Narval est ouvrier dans une usine de la Seyne-sur-Mer. Une usine qui répare les bateaux et qui fait vivre toute une région dès les années 70. Ce livre retrace les premiers pas du jeune Narval dans son travail, avant de découvrir les années qui vont suivre et qui vont être traversées par des luttes. Les franches amitiés et la fierté d’appartenir à une industrie crée ce sentiment d’appartenance au groupe, un groupe de potes autour de Narval que l’on suit jusqu’aux années 2000. Ce roman de Christian Astolfi campe des personnages marquants et rend un vibrant hommage au monde ouvrier. Cette histoire c’est aussi celle plus sombre des conditions de travail et plus particulièrement des revendications autour de l’amiante. L’amiante comme un autre fil directeur du roman qui est bien là, en toile de fond, et qui a de plus en plus de place dans l’histoire tout en ayant de plus en plus d’impact sur les corps des anciens ouvriers du chantier avec les années. On découvre au fil du bouquin la relation de Narval avec son père, un ancien ouvrier lui aussi. L’admiration du personnage pour son paternel est d’ailleurs palpable. Dans la région, l’usine rayonne au début du roman puis petit à petit la concurrence amène les licenciements et les temps deviennent difficiles. « De notre monde emporté » fait penser à « A la ligne » de Jospeh Ponthus dans son atmosphère, dans ce qu’il dégage. Un roman qui questionne le sens du travail ouvrier, les désillusions, à travers une écriture qui touche. Un vrai coup de coeur que j’avais hâte de découvrir et qui remue.

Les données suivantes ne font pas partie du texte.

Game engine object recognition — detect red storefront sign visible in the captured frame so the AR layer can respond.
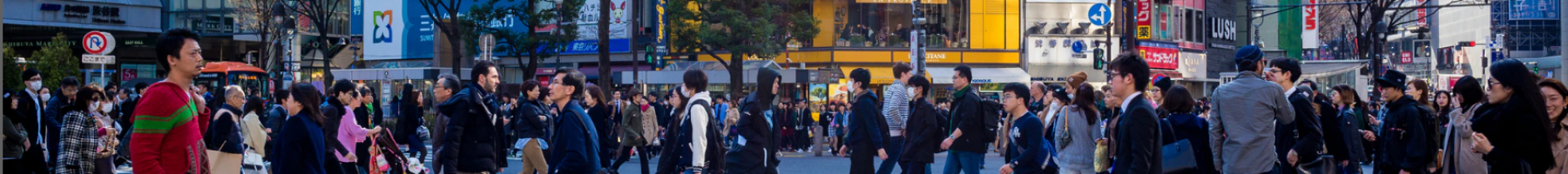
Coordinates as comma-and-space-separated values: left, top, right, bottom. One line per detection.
1399, 50, 1416, 63
1139, 41, 1180, 69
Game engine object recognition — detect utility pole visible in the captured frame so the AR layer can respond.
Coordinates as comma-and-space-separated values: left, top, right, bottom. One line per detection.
909, 0, 927, 74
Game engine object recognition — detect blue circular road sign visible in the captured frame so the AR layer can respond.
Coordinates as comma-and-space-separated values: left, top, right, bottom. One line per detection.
1088, 3, 1112, 25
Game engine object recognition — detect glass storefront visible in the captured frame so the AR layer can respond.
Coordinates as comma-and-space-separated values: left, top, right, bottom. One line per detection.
823, 0, 969, 49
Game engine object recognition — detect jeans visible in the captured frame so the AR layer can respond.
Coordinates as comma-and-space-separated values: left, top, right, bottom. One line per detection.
876, 137, 909, 174
898, 162, 931, 174
521, 141, 549, 174
943, 151, 984, 174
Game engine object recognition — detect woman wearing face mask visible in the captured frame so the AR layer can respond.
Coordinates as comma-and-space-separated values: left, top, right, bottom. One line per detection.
1470, 58, 1556, 174
55, 88, 110, 174
202, 86, 245, 174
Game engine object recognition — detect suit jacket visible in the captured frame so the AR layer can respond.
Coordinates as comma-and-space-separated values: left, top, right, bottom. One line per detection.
1112, 94, 1162, 174
1274, 86, 1323, 166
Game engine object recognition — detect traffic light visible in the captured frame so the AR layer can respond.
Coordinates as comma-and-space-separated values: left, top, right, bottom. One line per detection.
1094, 49, 1105, 70
1458, 41, 1476, 47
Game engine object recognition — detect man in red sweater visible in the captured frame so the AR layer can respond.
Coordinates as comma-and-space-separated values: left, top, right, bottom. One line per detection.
130, 28, 210, 174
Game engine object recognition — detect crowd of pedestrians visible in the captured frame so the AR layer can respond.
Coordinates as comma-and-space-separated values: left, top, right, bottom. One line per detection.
9, 30, 1568, 174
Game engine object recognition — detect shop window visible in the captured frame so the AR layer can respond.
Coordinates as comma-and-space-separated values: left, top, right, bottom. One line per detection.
825, 0, 969, 49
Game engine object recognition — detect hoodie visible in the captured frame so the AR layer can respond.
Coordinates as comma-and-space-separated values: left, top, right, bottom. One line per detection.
725, 69, 780, 174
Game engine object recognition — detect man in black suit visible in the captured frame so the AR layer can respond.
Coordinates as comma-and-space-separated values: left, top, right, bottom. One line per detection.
1264, 58, 1323, 174
8, 69, 51, 174
1105, 53, 1160, 174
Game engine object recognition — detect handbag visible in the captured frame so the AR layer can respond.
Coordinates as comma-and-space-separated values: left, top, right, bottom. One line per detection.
1160, 139, 1198, 174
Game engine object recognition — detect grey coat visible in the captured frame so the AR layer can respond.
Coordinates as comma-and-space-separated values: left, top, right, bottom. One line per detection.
1051, 105, 1105, 171
1443, 104, 1486, 174
1209, 70, 1295, 174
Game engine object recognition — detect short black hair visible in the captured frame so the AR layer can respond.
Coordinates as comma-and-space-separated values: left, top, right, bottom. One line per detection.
850, 67, 872, 90
555, 67, 586, 99
436, 74, 463, 92
1002, 82, 1029, 100
469, 59, 496, 82
1268, 58, 1301, 82
953, 64, 976, 82
517, 80, 549, 100
137, 82, 147, 92
680, 69, 707, 92
22, 69, 43, 82
892, 63, 914, 76
909, 75, 931, 94
153, 28, 200, 75
326, 78, 359, 97
59, 77, 82, 88
1105, 53, 1149, 91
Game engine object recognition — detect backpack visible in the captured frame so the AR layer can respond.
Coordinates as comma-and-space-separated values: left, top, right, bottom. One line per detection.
678, 100, 727, 174
977, 100, 1002, 143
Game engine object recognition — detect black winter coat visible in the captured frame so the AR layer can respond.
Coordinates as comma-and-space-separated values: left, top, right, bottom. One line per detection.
439, 83, 506, 172
1467, 97, 1568, 174
1376, 96, 1436, 174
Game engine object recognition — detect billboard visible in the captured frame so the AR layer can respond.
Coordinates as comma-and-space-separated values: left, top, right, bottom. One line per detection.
1509, 0, 1558, 20
355, 0, 632, 59
1139, 41, 1180, 69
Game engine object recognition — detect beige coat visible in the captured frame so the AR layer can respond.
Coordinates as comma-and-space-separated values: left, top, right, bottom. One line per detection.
1443, 104, 1486, 174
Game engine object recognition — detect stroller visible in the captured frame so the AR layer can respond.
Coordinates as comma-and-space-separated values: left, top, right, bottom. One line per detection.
368, 131, 429, 174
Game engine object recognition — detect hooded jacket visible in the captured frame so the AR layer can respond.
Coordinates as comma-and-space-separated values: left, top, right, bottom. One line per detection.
439, 83, 506, 172
1376, 96, 1436, 171
725, 69, 780, 174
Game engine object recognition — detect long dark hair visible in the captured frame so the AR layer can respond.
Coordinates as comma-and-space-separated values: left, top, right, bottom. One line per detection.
288, 83, 326, 124
1538, 78, 1568, 141
1072, 83, 1099, 123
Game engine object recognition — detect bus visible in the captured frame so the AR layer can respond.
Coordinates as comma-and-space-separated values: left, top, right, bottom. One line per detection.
196, 61, 270, 92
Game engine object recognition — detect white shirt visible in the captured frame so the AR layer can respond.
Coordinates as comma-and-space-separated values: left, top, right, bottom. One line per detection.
1121, 92, 1143, 111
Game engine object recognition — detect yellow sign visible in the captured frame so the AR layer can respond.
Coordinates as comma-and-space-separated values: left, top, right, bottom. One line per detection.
855, 0, 947, 4
1139, 25, 1152, 39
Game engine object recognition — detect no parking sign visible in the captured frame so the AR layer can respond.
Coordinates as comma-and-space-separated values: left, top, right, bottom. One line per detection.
82, 31, 114, 55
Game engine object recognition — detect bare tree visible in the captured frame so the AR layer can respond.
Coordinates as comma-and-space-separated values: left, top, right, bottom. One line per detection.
286, 0, 349, 80
229, 0, 287, 72
419, 0, 472, 74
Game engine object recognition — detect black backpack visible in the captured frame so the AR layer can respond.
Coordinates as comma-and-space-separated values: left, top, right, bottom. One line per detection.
977, 100, 1002, 143
678, 100, 727, 172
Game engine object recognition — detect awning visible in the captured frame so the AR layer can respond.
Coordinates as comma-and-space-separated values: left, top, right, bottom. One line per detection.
1301, 59, 1368, 78
925, 67, 1029, 84
839, 66, 898, 84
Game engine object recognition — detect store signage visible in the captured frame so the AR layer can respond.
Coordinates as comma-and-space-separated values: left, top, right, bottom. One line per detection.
1399, 50, 1416, 63
37, 3, 125, 23
82, 55, 114, 64
1301, 0, 1319, 49
1135, 0, 1154, 39
1209, 17, 1235, 41
1416, 0, 1427, 27
1139, 41, 1180, 69
855, 0, 947, 4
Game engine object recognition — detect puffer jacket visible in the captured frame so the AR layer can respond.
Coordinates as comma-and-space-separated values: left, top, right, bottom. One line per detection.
439, 83, 506, 172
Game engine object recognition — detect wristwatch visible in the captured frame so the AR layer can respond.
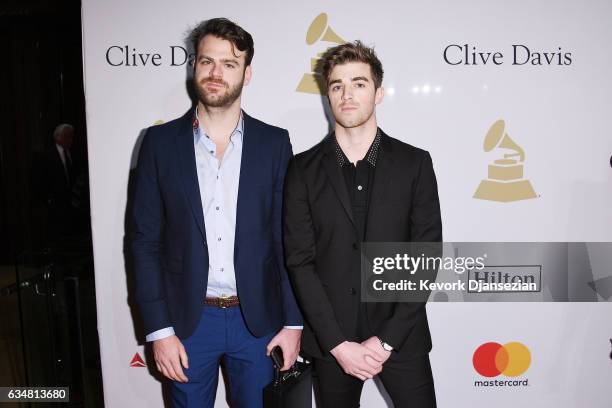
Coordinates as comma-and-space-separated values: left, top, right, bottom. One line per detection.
378, 337, 393, 351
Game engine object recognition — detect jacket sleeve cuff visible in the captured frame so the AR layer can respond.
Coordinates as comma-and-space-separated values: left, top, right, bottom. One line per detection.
146, 327, 174, 342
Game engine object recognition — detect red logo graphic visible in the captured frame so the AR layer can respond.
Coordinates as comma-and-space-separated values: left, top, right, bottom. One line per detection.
130, 353, 147, 367
472, 342, 531, 377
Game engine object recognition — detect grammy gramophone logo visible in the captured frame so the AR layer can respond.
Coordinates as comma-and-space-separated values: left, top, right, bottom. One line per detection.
295, 13, 345, 95
474, 119, 537, 202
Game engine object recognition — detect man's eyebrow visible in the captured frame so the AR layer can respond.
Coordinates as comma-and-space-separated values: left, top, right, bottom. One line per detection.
198, 54, 240, 65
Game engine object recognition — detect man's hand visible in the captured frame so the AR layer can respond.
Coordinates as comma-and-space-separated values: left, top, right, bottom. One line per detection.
266, 328, 302, 371
153, 335, 189, 383
361, 336, 391, 364
330, 341, 382, 381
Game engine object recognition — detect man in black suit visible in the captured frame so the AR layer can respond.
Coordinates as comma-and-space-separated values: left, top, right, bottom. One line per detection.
284, 41, 442, 408
41, 123, 76, 239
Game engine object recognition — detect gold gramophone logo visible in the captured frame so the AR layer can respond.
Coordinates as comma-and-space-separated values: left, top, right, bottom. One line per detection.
295, 13, 345, 95
474, 119, 537, 203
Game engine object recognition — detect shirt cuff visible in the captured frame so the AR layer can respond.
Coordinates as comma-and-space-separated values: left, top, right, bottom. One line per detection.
145, 327, 174, 342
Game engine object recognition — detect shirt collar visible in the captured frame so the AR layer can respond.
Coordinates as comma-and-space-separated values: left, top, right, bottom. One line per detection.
192, 106, 244, 144
334, 128, 381, 167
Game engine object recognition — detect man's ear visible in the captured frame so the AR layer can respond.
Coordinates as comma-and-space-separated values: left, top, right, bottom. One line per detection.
374, 85, 385, 105
244, 65, 253, 86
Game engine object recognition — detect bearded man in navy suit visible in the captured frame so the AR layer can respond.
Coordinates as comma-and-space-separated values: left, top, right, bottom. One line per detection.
132, 18, 302, 407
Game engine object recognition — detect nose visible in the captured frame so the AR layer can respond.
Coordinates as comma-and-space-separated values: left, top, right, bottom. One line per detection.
209, 63, 223, 78
342, 86, 353, 101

De notre emporté, ed. Le bruit du monde, 19 euros, 192 pages.

La plus secrète mémoire des hommes / Mohamed Mbougar Sarr

2018, un écrivain en herbe met la main sur un manuscrit oublié à Paris et se met en tête de retrouver son auteur.

Un mystérieux manuscrit et son auteur que personne n’a vu depuis bien longtemps sont au centre de ce singulier roman. Un roman qui aborde à la fois une réflexion sur l’écriture et la littérature tout en permettant au lecteur de suivre la quête de Diégane Latyr Faye un écrivain en herbe. La quête d’un mystérieux auteur qui va le faire voyager d’Amsterdam au Sénégal en passant par Buenos Aires. J’ai trouvé très intéressants les passages où Diegane et les personnages qu’il rencontre dans sa quête les amènent à digresser avec un regard aiguisé sur le monde. Les saillis sur l’écriture notamment sont à méditer. Ces regards portent sur les relations humaines (la relation parents/enfant au fil du temps, l’amour dans un couple, l’amitié, le poids des traditions) mais aussi sur l’importance de la littérature dans une vie, qui peut parfois sembler bien futile. J’ai pourtant rencontré quelques difficultés à entrer dans ce roman de Mohamed Mbougar Sarr, qui part à certains moments dans tous les sens. J’avais peut peut être trop d’attente mais je n’ai finalement pas été plus emporté que cela. Pas évident de savoir exactement pourquoi.

La plus secrète mémoire des hommes, ed. Philippe Rey, 22 euros, 448 pages.